The paw was stained blue. She dragged it downward, leaving an indigo streak of ink on the glass. She waved at Troyer, using Lightning’s paw like a puppet’s. She was giggling.
“Meowww. Hello, Master of the House. I’m mending fine,” Esther said in a whispery mix of baby talk and purring. Troyer shook his head and walked to the barn.
Troyer stood staring at the wavy effects of the woodstove’s intense heat. He walked over to a large cabinet and opened it. Inside, hanging from a rope by its heavy antlers, was the head of the Grey Ghost, the huge eyes of the buck glazed over, a film of dust on their surface making them look like dirty gelatin. He didn’t know what he would do with it, who he might give the trophy to, but he knew who wouldn’t be getting it. He considered selling it to pay for the cat’s operation. Maybe he would. He shut the cabinet doors knowing he would revisit the head many times before deciding.
He walked over to a pile of boxes stacked against hay bales. The top one was open. Troyer reached inside it, humming a Mennonite hymn as he gathered what needed to be destroyed. Someone, on a day far from now, he thought, might shatter Aldo’s belief in the boy, but it won’t be me.
Troyer opened the potbelly stove. The rumbling draft pulled the whitish flame upward, the fire crackling with energy. He threw the seven arrows, their vanes of orange and white, deep into the fire. He stoked them around—sure they had started to melt—using the tip of a remaining arrow as a poker. It was one arrow he decided to save.

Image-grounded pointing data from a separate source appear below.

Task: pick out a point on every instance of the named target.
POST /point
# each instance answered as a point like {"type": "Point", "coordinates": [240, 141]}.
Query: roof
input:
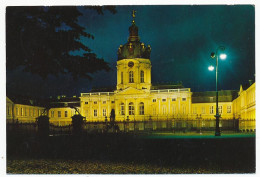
{"type": "Point", "coordinates": [24, 100]}
{"type": "Point", "coordinates": [210, 96]}
{"type": "Point", "coordinates": [166, 86]}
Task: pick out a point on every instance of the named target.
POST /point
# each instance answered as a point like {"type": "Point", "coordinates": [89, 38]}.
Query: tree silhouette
{"type": "Point", "coordinates": [41, 39]}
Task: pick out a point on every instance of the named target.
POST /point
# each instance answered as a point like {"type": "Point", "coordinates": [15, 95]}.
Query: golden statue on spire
{"type": "Point", "coordinates": [133, 15]}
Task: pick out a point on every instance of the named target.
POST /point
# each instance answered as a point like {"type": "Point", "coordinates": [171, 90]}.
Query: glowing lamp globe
{"type": "Point", "coordinates": [211, 68]}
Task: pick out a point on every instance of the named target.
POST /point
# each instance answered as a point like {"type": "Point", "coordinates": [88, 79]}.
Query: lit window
{"type": "Point", "coordinates": [131, 108]}
{"type": "Point", "coordinates": [59, 113]}
{"type": "Point", "coordinates": [141, 108]}
{"type": "Point", "coordinates": [164, 110]}
{"type": "Point", "coordinates": [228, 109]}
{"type": "Point", "coordinates": [122, 78]}
{"type": "Point", "coordinates": [195, 110]}
{"type": "Point", "coordinates": [17, 111]}
{"type": "Point", "coordinates": [174, 109]}
{"type": "Point", "coordinates": [131, 77]}
{"type": "Point", "coordinates": [104, 112]}
{"type": "Point", "coordinates": [183, 109]}
{"type": "Point", "coordinates": [52, 113]}
{"type": "Point", "coordinates": [142, 76]}
{"type": "Point", "coordinates": [203, 110]}
{"type": "Point", "coordinates": [154, 110]}
{"type": "Point", "coordinates": [122, 109]}
{"type": "Point", "coordinates": [211, 110]}
{"type": "Point", "coordinates": [8, 110]}
{"type": "Point", "coordinates": [95, 113]}
{"type": "Point", "coordinates": [220, 109]}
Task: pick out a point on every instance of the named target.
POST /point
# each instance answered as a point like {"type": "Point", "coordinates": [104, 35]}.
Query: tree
{"type": "Point", "coordinates": [41, 39]}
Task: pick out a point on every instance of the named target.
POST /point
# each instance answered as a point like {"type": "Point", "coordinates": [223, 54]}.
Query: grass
{"type": "Point", "coordinates": [158, 153]}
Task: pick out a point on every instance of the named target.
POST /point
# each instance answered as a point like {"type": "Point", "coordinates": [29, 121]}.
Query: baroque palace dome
{"type": "Point", "coordinates": [133, 48]}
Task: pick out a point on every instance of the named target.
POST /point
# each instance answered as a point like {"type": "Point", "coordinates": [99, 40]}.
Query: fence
{"type": "Point", "coordinates": [173, 125]}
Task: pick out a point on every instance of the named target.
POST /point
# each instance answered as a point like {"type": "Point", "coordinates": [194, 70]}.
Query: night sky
{"type": "Point", "coordinates": [182, 39]}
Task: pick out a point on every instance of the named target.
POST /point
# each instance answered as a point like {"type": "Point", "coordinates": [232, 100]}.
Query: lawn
{"type": "Point", "coordinates": [131, 154]}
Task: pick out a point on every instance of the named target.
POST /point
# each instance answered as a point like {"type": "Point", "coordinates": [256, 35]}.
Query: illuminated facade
{"type": "Point", "coordinates": [135, 99]}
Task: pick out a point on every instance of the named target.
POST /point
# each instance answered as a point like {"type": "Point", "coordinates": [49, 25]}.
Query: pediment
{"type": "Point", "coordinates": [130, 91]}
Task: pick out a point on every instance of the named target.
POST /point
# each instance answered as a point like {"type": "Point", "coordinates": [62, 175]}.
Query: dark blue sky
{"type": "Point", "coordinates": [181, 38]}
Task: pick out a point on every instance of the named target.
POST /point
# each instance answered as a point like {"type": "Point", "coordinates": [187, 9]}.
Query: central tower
{"type": "Point", "coordinates": [133, 63]}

There was a target point attached to its end ... the arrow Lightning pulled from himself. This Troyer felt compelled to keep. He looked up at the twisting carcass of the Grey Ghost, the sheer brutality of the image giving him a chill, even with the baking warmth of the fire blazing next to him.

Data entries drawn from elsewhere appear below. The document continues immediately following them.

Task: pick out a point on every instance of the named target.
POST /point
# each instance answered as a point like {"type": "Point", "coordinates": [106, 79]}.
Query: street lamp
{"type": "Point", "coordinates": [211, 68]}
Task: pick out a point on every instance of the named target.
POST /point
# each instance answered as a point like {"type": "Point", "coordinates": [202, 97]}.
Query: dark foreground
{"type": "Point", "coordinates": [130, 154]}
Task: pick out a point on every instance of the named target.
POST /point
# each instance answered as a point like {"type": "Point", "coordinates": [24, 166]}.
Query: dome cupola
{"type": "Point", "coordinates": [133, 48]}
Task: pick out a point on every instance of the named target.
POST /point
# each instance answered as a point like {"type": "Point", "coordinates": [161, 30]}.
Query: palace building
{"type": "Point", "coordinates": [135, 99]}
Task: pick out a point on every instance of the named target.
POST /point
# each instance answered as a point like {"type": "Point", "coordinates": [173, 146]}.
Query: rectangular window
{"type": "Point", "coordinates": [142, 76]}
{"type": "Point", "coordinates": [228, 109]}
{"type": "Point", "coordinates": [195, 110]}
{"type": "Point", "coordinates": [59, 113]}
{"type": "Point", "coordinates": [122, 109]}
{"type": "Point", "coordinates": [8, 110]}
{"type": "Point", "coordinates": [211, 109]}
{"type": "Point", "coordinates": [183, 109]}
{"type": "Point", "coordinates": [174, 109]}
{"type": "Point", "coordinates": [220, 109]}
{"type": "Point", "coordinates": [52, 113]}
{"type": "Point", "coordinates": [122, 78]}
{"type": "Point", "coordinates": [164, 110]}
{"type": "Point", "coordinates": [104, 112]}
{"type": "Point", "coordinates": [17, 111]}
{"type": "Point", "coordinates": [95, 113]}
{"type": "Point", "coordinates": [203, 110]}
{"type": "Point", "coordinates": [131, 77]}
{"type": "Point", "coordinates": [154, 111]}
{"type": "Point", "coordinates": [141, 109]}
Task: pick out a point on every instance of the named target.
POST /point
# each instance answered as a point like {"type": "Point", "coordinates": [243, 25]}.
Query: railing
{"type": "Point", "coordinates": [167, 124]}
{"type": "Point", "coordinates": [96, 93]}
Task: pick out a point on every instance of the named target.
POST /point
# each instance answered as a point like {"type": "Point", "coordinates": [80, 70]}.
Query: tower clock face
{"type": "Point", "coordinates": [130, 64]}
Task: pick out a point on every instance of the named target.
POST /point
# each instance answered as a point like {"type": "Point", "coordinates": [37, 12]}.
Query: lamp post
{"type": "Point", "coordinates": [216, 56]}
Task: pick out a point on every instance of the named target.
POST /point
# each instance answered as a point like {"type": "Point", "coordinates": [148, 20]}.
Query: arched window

“I pray that was your voice I heard, whispering in my ear, oh Lord,” Troyer said.
“Stupid country dipwad! Sixty bucks! Hillbilly, cornbread-eating hick!”
If someone had been sitting next to Mauro, they would’ve thought he’d been cursed with the worst case of Tourette’s ever diagnosed. His speedometer approached seventy-five, and he knew he had better let up on the rural highway or surely the local cops would nab him. But now he couldn’t get home fast enough.

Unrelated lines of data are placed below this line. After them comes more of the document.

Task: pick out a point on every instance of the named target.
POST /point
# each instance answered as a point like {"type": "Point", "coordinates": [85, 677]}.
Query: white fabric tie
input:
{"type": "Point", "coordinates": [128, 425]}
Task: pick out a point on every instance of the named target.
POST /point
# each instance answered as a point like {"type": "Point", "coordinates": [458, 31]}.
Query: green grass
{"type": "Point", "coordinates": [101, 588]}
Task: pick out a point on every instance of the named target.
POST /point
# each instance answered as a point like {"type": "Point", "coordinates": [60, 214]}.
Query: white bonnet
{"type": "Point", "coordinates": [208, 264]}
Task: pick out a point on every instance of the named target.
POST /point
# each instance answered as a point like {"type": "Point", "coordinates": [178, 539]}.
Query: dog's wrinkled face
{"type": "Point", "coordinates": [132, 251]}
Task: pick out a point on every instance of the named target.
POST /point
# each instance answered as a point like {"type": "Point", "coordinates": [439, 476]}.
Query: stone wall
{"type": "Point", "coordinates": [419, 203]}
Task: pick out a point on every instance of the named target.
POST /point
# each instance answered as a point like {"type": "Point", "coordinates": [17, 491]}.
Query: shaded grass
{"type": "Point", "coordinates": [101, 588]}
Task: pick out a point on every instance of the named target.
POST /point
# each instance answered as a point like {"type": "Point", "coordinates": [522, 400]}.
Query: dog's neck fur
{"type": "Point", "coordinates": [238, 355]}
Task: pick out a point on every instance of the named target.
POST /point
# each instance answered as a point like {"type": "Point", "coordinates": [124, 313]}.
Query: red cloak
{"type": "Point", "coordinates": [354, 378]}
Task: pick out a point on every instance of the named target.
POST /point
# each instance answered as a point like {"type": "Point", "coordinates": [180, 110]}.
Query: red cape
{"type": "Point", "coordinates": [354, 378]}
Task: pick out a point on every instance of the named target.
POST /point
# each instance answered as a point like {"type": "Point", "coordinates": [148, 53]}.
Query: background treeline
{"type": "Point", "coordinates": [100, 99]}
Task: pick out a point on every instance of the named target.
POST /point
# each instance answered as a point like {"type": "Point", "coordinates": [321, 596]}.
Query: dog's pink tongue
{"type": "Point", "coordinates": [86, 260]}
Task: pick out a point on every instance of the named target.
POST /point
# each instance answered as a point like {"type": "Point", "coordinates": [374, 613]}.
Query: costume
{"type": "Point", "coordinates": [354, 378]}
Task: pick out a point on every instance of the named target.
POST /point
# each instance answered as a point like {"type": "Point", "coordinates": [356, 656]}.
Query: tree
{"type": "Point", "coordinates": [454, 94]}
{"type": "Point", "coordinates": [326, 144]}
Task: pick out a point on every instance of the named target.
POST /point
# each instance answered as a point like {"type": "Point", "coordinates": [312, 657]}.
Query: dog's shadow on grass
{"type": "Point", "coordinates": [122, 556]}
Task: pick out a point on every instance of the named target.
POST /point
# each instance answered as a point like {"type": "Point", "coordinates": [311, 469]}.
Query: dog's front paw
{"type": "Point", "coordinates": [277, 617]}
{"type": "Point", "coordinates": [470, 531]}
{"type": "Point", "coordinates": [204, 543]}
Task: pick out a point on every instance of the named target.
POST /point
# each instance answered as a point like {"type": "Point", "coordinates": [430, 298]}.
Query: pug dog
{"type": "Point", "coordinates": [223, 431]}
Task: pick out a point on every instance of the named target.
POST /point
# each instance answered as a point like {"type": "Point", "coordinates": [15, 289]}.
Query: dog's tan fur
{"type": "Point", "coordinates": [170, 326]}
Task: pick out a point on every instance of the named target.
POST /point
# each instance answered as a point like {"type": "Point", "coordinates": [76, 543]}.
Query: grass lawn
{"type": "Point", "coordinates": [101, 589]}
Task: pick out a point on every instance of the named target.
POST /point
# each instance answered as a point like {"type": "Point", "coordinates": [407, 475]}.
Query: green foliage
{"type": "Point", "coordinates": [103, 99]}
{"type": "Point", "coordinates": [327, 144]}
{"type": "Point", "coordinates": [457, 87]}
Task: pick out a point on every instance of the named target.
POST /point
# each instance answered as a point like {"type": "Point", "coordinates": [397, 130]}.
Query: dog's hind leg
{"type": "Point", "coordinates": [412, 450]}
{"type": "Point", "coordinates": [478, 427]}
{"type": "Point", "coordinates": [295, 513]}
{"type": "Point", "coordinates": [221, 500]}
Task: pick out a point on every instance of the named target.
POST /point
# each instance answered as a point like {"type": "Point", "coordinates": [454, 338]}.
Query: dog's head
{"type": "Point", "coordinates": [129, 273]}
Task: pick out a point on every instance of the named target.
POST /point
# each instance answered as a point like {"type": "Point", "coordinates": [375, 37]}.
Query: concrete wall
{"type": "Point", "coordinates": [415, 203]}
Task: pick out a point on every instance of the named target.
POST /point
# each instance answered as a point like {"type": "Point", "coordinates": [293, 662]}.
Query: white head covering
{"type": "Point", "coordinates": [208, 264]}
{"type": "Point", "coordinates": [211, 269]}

He sped by a green highway sign reading, GLENNIE 22 MILES/I-75 55 MILES. His brain ached like a boxer was using it for a speed bag. It was a good four-hour drive back to Detroit, and he feared he might puke or worse at any minute. The eggs he ate with Aldo were repeating on him, and as he saw the blurry fence posts of a neighboring farm give way to guardrails, the strobing effect made his gut ache worse.
Mauro replayed the weekend in his mind over and over, but each time that split-second moment where he decided to shoot the cat knocked at the walls of his conscience.
“Could’ve just shot at its feet, but no, ” he said out loud.